„Als wir letzten Sommer die Aussaat für den Herbst geplant haben, war die Welt noch rosarot“, sagt Jan-Niklas-Paul. Der Nebenerwerbslandwirt aus Waldeck-Frankenberg in Hessen bewirtschaftet 60 ha Acker- und Grünland. Im vergangenen September hat er nach Rücksprache mit dem Landhandel 10 ha EU-Bio-Dinkel ausgesät und konnte sich eigentlich in diesem Sommer über eine gute Ernte freuen. Statt der errechneten 4 t Dinkel pro ha erntete er knapp 6,5 t pro ha. So rosarot war es für ihn nach der Ernte nicht mehr, denn jetzt möchte niemand seinen Bio-Dinkel kaufen.

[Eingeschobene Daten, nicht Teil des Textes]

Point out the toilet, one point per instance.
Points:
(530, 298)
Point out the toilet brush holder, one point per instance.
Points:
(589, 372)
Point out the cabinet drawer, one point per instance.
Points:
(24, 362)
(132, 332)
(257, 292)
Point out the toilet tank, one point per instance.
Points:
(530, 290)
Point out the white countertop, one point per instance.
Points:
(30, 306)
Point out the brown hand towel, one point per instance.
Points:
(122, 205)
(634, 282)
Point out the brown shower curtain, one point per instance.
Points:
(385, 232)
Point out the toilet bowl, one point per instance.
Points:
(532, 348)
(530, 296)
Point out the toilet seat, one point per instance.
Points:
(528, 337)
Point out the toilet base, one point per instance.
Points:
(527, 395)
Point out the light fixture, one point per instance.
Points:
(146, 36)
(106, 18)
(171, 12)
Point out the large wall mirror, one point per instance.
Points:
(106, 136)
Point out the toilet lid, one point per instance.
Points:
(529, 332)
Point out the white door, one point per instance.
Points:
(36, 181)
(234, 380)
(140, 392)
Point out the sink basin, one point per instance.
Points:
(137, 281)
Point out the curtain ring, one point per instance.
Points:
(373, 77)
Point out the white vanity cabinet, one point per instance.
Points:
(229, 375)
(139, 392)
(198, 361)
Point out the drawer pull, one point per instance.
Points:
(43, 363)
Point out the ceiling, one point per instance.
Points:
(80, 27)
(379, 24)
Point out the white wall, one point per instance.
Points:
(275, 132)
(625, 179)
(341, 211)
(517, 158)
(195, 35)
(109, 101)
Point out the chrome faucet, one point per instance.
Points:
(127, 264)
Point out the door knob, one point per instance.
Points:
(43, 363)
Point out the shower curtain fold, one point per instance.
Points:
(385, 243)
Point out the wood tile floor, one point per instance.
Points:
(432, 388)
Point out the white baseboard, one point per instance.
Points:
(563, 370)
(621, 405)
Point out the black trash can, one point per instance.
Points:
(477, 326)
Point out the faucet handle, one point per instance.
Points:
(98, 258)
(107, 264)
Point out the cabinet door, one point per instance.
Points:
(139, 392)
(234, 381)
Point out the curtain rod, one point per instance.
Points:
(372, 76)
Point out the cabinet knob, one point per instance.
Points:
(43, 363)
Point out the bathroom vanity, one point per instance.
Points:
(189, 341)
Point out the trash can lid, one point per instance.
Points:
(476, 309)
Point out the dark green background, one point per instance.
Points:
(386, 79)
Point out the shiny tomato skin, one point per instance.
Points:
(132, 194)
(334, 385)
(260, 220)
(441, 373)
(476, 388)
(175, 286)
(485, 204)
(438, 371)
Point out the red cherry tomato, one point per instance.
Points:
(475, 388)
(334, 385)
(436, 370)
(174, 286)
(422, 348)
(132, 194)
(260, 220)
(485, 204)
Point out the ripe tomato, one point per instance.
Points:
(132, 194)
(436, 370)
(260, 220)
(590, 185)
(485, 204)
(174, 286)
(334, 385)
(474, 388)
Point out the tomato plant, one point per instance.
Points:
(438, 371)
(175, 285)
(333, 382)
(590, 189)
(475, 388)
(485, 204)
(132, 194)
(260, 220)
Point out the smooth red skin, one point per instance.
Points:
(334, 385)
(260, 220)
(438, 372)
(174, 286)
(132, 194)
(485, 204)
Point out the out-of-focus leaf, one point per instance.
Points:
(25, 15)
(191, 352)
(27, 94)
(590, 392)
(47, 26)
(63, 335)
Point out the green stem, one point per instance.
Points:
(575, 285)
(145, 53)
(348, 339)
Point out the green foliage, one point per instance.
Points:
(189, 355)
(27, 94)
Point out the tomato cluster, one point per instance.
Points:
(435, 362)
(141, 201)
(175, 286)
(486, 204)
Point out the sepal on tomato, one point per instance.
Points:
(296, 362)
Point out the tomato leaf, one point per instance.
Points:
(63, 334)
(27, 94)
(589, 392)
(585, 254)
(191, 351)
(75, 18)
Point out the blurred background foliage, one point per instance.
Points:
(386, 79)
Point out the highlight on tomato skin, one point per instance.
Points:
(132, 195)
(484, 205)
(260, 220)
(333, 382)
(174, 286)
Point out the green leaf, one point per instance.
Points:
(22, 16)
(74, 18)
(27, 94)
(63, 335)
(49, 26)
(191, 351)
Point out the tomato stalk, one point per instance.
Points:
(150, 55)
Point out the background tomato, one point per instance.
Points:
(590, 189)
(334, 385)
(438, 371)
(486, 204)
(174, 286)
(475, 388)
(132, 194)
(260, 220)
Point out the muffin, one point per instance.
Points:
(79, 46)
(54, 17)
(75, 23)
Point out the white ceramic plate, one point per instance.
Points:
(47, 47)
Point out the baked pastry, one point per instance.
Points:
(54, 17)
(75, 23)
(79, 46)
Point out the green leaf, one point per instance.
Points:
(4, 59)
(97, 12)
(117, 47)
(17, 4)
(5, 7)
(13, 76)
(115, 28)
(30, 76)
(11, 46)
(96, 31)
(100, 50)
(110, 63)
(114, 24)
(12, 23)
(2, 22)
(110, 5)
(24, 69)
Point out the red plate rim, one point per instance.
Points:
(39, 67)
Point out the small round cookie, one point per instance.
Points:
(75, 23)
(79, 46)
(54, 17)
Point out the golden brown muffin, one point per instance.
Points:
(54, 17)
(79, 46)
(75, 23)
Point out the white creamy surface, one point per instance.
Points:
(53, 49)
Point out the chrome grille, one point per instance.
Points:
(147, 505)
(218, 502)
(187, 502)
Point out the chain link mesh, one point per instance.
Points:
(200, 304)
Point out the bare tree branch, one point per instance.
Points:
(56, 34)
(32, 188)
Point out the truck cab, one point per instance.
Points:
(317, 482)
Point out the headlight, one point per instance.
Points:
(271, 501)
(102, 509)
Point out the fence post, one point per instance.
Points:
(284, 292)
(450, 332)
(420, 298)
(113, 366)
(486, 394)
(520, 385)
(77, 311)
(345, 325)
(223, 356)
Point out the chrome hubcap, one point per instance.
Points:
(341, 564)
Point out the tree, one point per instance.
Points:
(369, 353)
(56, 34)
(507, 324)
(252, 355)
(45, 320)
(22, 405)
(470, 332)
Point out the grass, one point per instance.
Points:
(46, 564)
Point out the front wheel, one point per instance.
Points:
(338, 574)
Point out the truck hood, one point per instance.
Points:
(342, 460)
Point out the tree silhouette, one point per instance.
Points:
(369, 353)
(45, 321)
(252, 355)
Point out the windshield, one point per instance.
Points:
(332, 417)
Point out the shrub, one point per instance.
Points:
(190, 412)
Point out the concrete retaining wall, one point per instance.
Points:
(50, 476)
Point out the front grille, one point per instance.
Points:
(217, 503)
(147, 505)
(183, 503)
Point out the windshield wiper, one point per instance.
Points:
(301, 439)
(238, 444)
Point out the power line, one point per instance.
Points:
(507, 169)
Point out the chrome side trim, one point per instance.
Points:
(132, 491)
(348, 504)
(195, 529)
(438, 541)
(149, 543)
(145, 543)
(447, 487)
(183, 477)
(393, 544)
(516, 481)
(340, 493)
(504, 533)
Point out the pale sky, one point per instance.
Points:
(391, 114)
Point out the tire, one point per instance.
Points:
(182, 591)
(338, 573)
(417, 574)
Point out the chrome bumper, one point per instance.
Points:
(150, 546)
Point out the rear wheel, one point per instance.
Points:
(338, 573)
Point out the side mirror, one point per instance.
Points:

„Gott sei dank habe ich im letzten Jahr zumindest einen Vorkontrakt abgeschlossen und konnte bereits 25 t Dinkel verkaufen“, sagt der Agrarbetriebswirt. „Ich dachte, die restlichen 15 t werde ich wohl los.“ Durch den ungeplant hohen Ertrag liegen in seinem Lager jetzt allerdings noch knapp 40 t Dinkel, die er über den freien Markt verkaufen muss. Ob das überhaupt noch möglich ist, weiß Jan-Niklas Paul nicht. „Aktuell kann mir niemand den Dinkel abnehmen“, erklärt er.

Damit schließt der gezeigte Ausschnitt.